Lorsque vous franchissez l’une ou l’autre des frontières qui vous mènent sur le territoire de Charlevoix, vous entrez dans une zone dont l’Organisation des nations unies pour l’éducation, la science et la culture (UNESCO) a reconnu la valeur. Mais qu’est-ce que notre Charlevoix a bien pu inspirer à cette instance de la coopération internationale pour qu’elle la  désigne Réserve mondiale de la biosphère ?

En 1988, Charlevoix est devenu l’une des premières réserves de la biosphère habitée au Canada. Sa candidature avait été retenue parce que notre région comptait des zones regroupant des écosystèmes terrestres, marins et côtiers et avait réussi à convaincre de sa capacité de concilier la conservation de la biodiversité et son utilisation durable.

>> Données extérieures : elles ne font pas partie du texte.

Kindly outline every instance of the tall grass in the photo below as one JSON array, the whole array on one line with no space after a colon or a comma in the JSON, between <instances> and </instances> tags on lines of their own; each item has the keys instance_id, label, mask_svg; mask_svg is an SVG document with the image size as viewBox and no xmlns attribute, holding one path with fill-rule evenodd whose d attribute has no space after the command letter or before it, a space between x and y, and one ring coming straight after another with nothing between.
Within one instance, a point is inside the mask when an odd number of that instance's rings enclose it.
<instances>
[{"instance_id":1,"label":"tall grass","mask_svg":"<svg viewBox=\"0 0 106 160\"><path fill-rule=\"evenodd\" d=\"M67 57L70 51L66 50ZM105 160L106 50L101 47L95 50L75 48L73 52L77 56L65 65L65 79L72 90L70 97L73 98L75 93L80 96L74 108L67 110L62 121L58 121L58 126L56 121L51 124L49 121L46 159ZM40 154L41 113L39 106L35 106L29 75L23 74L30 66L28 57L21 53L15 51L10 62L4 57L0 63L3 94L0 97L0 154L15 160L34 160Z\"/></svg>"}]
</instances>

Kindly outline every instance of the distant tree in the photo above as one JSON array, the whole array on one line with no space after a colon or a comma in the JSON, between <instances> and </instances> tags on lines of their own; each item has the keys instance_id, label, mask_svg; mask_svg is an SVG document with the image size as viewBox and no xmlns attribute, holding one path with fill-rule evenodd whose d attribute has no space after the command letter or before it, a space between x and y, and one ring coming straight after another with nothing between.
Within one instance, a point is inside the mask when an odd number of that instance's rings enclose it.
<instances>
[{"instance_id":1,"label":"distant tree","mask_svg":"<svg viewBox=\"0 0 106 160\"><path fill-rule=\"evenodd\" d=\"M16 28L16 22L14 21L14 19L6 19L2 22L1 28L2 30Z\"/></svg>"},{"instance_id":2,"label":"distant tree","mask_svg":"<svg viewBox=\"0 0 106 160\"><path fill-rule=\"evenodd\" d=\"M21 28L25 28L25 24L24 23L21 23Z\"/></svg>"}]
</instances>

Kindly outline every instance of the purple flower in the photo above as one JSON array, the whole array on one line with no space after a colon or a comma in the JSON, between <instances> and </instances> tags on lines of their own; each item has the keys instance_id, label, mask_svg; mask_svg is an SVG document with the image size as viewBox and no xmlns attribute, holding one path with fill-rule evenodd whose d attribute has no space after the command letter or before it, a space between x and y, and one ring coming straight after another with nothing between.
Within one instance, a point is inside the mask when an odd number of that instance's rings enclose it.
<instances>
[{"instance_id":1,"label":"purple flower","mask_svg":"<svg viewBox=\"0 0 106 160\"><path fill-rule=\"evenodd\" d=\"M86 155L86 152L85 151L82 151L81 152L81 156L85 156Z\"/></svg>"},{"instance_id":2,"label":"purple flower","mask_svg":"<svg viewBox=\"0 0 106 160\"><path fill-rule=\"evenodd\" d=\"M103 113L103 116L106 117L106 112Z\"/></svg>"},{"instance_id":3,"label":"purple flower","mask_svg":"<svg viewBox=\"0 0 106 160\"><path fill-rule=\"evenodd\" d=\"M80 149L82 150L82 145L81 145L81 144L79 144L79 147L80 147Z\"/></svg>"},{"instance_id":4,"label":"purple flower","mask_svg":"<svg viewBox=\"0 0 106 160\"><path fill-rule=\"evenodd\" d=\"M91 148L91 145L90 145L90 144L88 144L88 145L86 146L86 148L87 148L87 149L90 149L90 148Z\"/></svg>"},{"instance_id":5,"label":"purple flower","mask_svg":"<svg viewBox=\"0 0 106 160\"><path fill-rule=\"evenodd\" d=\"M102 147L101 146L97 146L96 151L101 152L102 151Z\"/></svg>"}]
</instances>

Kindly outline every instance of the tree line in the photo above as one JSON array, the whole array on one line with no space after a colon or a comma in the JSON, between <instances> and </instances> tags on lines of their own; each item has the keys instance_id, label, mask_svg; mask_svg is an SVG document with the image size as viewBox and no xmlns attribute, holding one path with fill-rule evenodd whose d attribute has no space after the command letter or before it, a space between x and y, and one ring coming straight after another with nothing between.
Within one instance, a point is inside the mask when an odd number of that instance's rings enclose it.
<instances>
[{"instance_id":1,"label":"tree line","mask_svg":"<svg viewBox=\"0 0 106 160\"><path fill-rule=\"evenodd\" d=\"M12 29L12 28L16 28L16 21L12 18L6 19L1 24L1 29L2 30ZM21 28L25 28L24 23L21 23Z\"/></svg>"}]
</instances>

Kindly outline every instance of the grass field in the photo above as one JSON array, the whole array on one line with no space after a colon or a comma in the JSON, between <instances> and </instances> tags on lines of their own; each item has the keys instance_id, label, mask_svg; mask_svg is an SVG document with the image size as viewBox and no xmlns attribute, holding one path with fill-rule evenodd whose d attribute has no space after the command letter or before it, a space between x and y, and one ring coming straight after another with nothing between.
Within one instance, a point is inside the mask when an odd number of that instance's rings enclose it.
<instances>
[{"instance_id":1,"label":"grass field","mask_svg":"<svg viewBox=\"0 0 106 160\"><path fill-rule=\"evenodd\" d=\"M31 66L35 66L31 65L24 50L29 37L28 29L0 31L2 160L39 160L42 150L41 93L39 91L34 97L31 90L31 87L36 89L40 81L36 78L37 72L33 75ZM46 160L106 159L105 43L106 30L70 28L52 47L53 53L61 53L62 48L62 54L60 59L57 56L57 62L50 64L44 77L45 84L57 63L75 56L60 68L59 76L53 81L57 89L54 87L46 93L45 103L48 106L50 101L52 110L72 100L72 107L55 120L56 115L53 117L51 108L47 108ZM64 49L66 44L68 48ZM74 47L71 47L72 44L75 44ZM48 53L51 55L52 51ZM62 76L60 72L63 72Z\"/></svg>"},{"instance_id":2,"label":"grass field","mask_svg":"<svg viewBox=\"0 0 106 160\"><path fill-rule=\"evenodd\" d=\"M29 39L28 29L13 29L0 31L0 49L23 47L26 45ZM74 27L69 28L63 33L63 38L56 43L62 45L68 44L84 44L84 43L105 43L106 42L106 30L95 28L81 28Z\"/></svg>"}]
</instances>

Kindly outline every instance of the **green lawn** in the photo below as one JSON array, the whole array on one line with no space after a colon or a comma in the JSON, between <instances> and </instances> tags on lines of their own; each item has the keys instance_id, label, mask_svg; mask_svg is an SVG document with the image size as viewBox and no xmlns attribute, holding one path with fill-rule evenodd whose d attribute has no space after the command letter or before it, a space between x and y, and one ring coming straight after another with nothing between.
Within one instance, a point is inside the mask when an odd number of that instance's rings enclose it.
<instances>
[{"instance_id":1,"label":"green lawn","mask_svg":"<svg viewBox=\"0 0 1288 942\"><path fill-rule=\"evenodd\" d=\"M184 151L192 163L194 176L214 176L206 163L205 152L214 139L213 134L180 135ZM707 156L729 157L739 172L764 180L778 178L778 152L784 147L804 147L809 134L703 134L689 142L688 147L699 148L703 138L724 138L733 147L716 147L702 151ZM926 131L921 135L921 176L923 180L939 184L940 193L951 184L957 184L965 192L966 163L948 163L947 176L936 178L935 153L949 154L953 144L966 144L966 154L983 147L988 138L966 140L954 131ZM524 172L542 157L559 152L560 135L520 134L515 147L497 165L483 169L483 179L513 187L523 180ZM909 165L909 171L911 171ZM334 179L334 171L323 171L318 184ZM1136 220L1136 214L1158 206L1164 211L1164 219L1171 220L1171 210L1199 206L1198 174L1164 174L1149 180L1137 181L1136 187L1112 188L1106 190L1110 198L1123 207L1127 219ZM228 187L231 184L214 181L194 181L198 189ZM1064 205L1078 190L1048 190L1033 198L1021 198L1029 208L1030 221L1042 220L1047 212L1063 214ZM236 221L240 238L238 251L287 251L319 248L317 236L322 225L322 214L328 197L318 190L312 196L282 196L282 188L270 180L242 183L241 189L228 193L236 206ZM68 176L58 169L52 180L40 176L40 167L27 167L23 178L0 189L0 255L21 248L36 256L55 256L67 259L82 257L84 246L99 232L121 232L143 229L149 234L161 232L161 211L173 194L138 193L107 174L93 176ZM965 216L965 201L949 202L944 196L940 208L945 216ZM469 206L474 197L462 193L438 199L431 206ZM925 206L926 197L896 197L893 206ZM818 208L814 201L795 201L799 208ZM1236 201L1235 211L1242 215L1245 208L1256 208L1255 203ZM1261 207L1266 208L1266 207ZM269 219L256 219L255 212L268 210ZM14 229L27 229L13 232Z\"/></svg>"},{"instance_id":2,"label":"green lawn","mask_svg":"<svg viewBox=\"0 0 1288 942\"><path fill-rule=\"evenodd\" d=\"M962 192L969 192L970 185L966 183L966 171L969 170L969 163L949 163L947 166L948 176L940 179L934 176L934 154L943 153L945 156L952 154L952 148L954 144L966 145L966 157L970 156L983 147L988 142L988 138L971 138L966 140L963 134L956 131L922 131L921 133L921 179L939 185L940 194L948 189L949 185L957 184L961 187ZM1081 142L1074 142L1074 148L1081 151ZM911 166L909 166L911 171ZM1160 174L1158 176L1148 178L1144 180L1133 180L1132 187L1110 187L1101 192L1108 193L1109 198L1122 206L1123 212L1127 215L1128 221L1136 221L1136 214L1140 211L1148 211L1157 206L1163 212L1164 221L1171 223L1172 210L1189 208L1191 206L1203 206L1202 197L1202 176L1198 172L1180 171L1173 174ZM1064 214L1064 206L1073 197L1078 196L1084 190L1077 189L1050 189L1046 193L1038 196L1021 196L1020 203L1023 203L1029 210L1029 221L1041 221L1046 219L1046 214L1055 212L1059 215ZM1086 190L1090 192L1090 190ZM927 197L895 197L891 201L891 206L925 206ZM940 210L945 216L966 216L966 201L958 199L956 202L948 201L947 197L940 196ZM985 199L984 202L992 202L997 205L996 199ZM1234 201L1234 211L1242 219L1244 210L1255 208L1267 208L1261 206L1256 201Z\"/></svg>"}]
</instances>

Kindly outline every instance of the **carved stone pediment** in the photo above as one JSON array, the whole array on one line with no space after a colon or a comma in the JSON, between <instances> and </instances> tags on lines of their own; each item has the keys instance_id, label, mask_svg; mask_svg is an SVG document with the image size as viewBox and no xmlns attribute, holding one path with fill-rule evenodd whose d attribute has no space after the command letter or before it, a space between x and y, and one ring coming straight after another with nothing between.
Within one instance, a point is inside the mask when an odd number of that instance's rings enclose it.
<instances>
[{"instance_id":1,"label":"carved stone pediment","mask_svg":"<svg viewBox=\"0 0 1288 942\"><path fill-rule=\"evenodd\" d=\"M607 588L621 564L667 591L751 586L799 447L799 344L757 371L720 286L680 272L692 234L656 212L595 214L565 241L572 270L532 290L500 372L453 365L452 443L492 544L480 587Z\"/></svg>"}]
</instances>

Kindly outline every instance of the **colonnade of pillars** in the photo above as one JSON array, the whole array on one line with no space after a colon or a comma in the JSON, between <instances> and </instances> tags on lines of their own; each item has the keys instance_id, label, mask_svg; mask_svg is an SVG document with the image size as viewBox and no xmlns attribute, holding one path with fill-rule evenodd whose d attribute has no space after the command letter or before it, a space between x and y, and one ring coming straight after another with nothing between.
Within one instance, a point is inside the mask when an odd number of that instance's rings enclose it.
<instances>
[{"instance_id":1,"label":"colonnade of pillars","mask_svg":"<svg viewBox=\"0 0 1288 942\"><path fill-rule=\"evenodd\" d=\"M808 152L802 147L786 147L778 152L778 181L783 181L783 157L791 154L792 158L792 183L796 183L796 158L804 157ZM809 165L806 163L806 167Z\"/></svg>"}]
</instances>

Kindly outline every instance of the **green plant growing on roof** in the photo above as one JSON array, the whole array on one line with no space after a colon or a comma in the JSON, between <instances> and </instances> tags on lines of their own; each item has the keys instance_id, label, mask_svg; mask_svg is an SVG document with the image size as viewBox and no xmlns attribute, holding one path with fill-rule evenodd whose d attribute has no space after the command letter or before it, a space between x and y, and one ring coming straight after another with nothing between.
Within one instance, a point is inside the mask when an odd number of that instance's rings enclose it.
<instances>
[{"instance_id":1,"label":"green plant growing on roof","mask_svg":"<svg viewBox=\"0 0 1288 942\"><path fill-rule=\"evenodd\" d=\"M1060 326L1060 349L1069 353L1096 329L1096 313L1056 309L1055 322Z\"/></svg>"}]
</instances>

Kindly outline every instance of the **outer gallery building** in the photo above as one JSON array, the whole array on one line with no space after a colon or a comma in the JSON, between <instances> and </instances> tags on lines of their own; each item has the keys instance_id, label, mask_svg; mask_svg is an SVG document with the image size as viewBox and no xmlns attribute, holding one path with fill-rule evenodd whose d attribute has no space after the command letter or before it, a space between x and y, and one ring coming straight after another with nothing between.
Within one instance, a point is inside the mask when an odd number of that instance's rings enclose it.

La Corporation de la réserve mondiale de la biosphère de Charlevoix a donc travaillé, au fil des ans, à faire connaître à ses habitants la valeur d’une telle reconnaissance. Nous faisons partie des 669 réserves de biosphère dans le monde dont 18 sont situées au Canada. Leur mission est principalement le développement durable par le biais du dialogue, le partage des connaissances, la réduction de la pauvreté et l’amélioration du bien-être humain, le respect des valeurs culturelles et la capacité de la société à s’adapter au changement.

Les réserves de biosphère sont dotées de trois zones interdépendantes visant à remplir trois fonctions liées, qui sont complémentaires et se renforcent mutuellement.

Les aires centrales comprennent un écosystème strictement protégé qui contribue à la conservation des paysages, des écosystèmes, des espèces et de la variation génétique.

La zone tampon entoure ou jouxte les aires centrales et est utilisée pour des activités compatibles avec des pratiques écologiquement viables susceptibles de renforcer la recherche, le suivi, la formation et l’éducation scientifiques.

La zone de transition est la partie de la réserve où sont autorisées davantage d’activités, ce qui permet un développement économique et humain socio-culturellement et écologiquement durable.

L’été 2014 a été marquant pour la Corporation de la réserve de la biosphère de Charlevoix a entrepris une importante restructuration de son organisation pour faire rayonner davantage sa mission et relancer son action au sein de son territoire. Les orientations stratégiques de l’organisation ont permis de voir naître, entre autres, le programme de reconnaissance dont nous traitons dans un article ci-contre.

La présence d’une telle structure organisationnelle place Charlevoix favorablement pour qu’une synergie s’installe et crée une richesse naturelle et humaine. De multiples projets d’intérêt régionaux sont appuyés par la corporation et consolide notre région comme un endroit unique en son genre.